Konsultasi publik tersebut untuk menyampaikan gagasan, data, maupun teknis yang akan dilaksanakan. Termasuk untuk menyamakan pandangan terhadap program-program kerja yang akan dilakukan dan dituangkan dalam RPJMD.

“Dalam konsultasi publik juga diharapkan adanya sebuah gagasan dan terobosan yang berdasarkan fakta dan realitas yang kita hadapi sekarang untuk lebih maju kedepan,” kata Sekertaris Kota (Sekkot) Kotamobagu, Adnan Massinae.

Kepala Bappelitbangda Kotamobagu, Sofyan Mokoginta, mengatakan, Konsultasi publik dengan mengundang perwakilan tokoh masyarakat itu, bertujuan untuk menyerap usulan, ide maupun gagasan yang akan dituangkan dalam dokumen RPJMD Kotamobagu Lima Tahun kedepan.

“Sehingga nantinya akan disempurnakan kembali dengan kaloborasi program – program yang sudah ada di SKPD melalui Renstra SKPD,” katanya.

Lanjutnya, seluruh komponen kegiatan dalam RPJMD lima tahun kedepan akan menjadi tolak ukur dalam pencapaian misi dan visi Pemerintah Kotamobagu.

“Visi sebagai kota jasa dan perdagangan. Kemudian misinya ada tiga hal. Yaitu, yang pertama terkait bagaimana tercapai kesejahteraan masyarakat, kedua Kotamobagu yang berdaya saing, yang ketiga mengoptimalkan pelayanan kepada masyarakat, tentunya juga berbasis IT,” ujarnya.
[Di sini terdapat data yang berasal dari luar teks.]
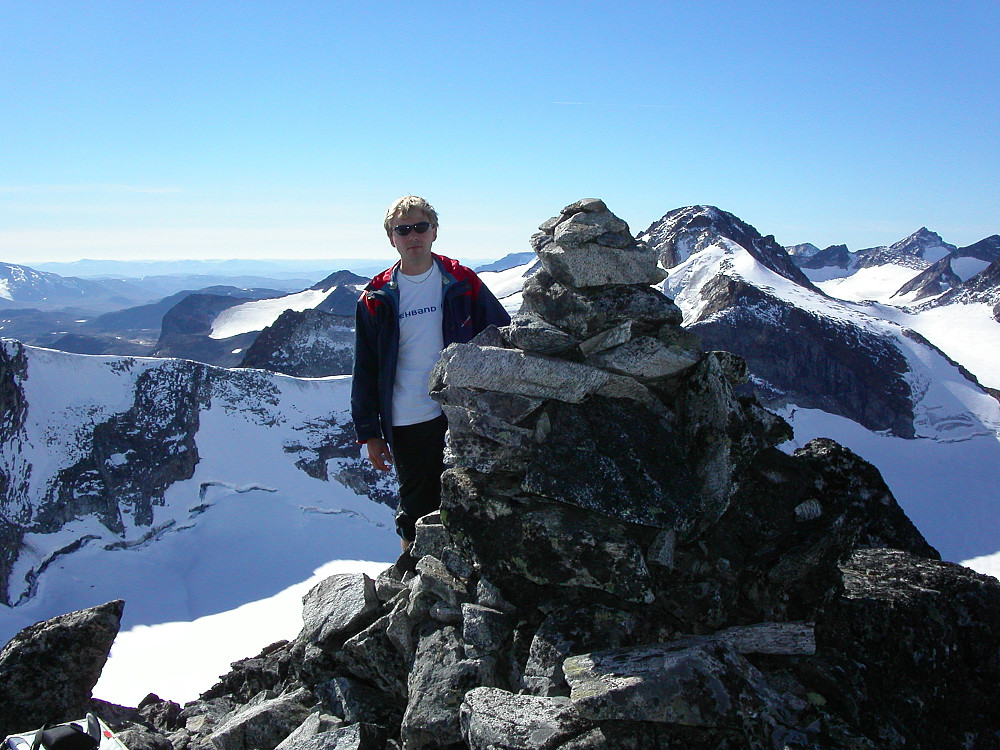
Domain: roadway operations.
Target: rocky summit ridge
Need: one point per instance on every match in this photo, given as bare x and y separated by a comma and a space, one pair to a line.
622, 559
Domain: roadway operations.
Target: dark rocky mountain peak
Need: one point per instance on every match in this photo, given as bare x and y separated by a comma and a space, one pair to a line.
339, 278
834, 256
920, 250
685, 231
934, 280
987, 249
984, 288
802, 251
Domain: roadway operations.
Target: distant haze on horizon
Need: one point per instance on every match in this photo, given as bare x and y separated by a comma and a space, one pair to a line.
157, 131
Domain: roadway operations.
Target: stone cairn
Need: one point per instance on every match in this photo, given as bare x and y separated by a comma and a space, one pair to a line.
622, 559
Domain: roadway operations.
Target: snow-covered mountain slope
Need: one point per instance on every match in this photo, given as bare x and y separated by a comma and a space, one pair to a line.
887, 382
911, 270
214, 487
506, 285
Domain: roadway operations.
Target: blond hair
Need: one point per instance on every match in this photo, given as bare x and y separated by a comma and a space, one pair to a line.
406, 204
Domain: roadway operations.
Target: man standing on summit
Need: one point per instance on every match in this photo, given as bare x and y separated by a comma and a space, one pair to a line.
406, 315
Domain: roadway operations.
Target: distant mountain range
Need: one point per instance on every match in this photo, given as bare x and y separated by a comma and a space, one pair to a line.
884, 350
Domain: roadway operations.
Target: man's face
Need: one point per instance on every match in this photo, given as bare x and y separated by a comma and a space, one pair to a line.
413, 248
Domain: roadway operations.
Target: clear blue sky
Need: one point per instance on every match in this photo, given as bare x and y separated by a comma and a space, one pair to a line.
198, 129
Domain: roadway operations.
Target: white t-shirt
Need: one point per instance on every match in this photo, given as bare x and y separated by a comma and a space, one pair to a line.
421, 339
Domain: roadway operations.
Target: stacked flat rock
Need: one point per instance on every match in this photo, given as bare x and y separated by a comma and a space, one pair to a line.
593, 422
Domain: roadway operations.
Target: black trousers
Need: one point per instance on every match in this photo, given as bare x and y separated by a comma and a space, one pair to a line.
418, 452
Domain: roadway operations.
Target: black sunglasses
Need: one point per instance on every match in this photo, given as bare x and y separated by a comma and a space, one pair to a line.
404, 229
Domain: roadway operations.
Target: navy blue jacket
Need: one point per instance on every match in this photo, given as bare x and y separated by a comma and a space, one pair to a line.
468, 307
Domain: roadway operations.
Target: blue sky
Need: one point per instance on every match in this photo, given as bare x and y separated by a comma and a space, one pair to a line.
283, 130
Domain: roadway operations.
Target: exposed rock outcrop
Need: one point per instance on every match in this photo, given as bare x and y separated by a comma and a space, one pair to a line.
794, 354
623, 559
48, 670
306, 344
932, 281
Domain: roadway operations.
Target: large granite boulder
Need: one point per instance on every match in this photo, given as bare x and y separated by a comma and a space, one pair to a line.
48, 670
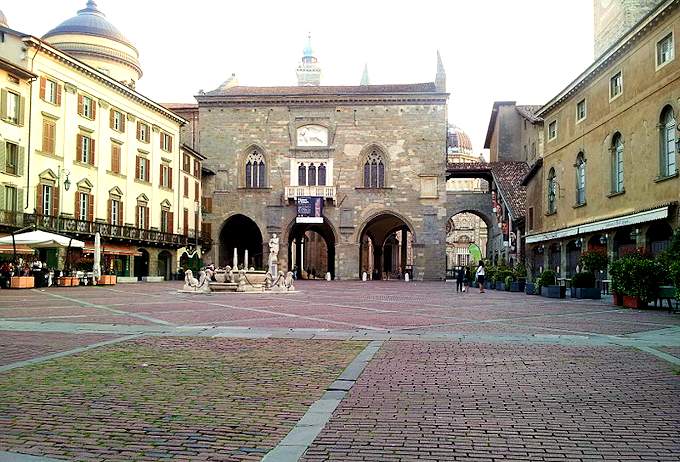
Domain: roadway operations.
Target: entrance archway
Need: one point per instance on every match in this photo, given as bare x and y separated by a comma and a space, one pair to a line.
141, 264
240, 232
311, 250
165, 265
386, 247
464, 231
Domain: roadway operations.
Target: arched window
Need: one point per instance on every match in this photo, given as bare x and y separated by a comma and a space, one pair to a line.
617, 163
302, 175
322, 175
668, 140
374, 171
255, 170
580, 179
311, 175
552, 191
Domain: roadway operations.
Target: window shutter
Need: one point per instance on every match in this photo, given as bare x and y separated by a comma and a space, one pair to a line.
90, 208
79, 148
77, 206
38, 200
43, 83
3, 103
55, 202
20, 160
22, 110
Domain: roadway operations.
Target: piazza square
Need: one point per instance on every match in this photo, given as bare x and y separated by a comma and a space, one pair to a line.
368, 232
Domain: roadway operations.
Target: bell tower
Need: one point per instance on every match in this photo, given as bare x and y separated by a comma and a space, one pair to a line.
309, 70
613, 18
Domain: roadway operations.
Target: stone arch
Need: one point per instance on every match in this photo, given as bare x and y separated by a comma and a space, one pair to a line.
365, 154
243, 158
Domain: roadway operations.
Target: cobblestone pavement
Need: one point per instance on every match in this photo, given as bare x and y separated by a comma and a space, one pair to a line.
495, 376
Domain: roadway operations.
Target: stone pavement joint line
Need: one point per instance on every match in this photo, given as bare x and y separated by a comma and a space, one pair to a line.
300, 438
61, 354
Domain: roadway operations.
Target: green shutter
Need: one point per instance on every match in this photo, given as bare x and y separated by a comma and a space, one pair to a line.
3, 156
3, 104
20, 160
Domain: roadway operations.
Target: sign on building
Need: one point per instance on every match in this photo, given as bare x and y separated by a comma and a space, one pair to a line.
310, 210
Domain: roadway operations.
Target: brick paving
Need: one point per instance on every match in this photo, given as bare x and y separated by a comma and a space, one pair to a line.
196, 398
447, 401
510, 377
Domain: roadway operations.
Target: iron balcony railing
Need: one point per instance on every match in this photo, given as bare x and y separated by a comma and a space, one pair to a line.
72, 226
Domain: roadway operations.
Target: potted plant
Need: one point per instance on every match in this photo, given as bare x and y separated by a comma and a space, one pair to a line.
583, 285
549, 287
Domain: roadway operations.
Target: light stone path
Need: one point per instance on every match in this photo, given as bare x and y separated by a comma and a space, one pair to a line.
348, 314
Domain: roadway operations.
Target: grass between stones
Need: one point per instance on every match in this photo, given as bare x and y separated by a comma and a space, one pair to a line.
181, 396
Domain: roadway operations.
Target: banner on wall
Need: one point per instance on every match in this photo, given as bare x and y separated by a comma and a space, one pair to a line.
310, 210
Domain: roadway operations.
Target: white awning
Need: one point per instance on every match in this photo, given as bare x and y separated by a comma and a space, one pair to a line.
628, 220
42, 240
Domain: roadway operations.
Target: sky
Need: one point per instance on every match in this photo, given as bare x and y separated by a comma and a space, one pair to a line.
493, 50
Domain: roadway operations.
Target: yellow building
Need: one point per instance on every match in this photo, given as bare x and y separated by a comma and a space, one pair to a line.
99, 156
609, 175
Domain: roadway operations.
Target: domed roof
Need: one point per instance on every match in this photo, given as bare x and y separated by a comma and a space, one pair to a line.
458, 142
89, 21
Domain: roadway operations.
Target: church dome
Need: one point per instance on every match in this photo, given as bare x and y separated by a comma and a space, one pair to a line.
458, 142
90, 37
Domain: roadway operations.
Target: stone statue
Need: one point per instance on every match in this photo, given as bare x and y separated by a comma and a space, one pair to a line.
273, 249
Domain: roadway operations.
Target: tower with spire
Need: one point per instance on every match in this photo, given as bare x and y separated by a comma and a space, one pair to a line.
309, 70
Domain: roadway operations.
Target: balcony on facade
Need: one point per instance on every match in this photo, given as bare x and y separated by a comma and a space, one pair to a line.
327, 192
79, 229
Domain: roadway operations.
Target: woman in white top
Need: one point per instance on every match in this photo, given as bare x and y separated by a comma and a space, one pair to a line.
480, 276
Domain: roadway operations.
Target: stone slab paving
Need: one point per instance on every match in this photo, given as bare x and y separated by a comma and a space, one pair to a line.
446, 401
20, 346
175, 398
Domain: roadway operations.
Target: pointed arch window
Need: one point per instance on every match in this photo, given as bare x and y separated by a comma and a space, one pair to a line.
322, 175
374, 170
580, 179
667, 128
552, 192
255, 170
617, 163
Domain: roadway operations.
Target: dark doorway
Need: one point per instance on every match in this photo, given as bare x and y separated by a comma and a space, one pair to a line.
241, 233
311, 250
141, 264
386, 248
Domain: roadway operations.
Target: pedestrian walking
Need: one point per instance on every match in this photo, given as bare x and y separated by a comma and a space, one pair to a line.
479, 275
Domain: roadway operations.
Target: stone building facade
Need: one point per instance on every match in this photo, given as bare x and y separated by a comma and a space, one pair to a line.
374, 154
609, 175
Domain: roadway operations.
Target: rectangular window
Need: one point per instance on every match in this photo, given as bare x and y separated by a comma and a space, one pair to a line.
115, 158
84, 206
47, 199
117, 121
166, 142
664, 50
143, 131
615, 85
552, 130
13, 108
11, 158
581, 110
49, 135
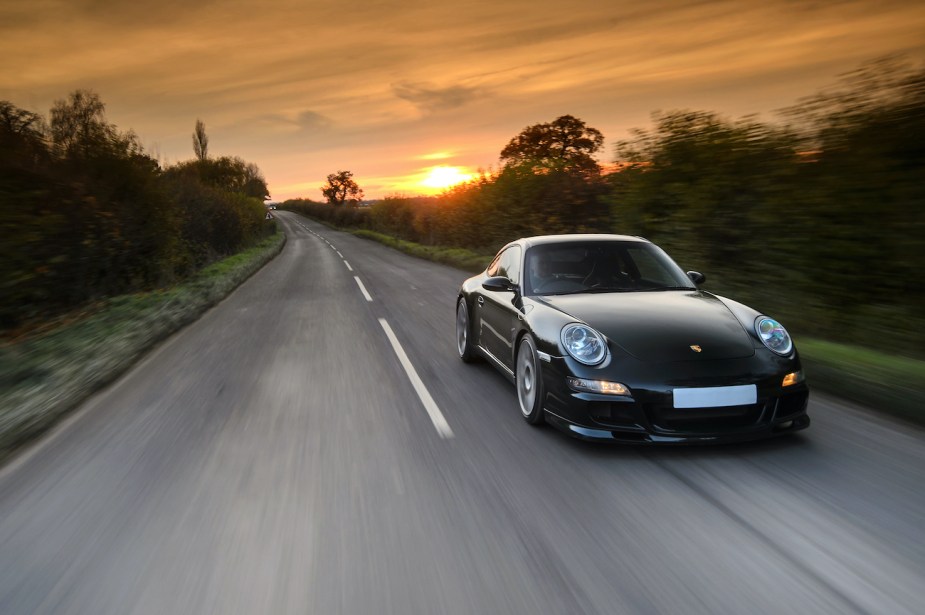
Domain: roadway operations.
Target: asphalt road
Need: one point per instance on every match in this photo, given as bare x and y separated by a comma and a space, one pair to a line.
276, 457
“Salah satu kebijakan juga mengacu pada aspek – aspek kesejahteraan masyarakat. Didalamnya mengenai bagaimana menurunkan angka kemiskinan, bagaimana meningkatkan Indeks Pembangunan Manusia (IPM), peningkatan angka harapan hidup, dan lain sebagainya yang tentu itu yang ingin dicapai pemerintah kota,” tambahnya.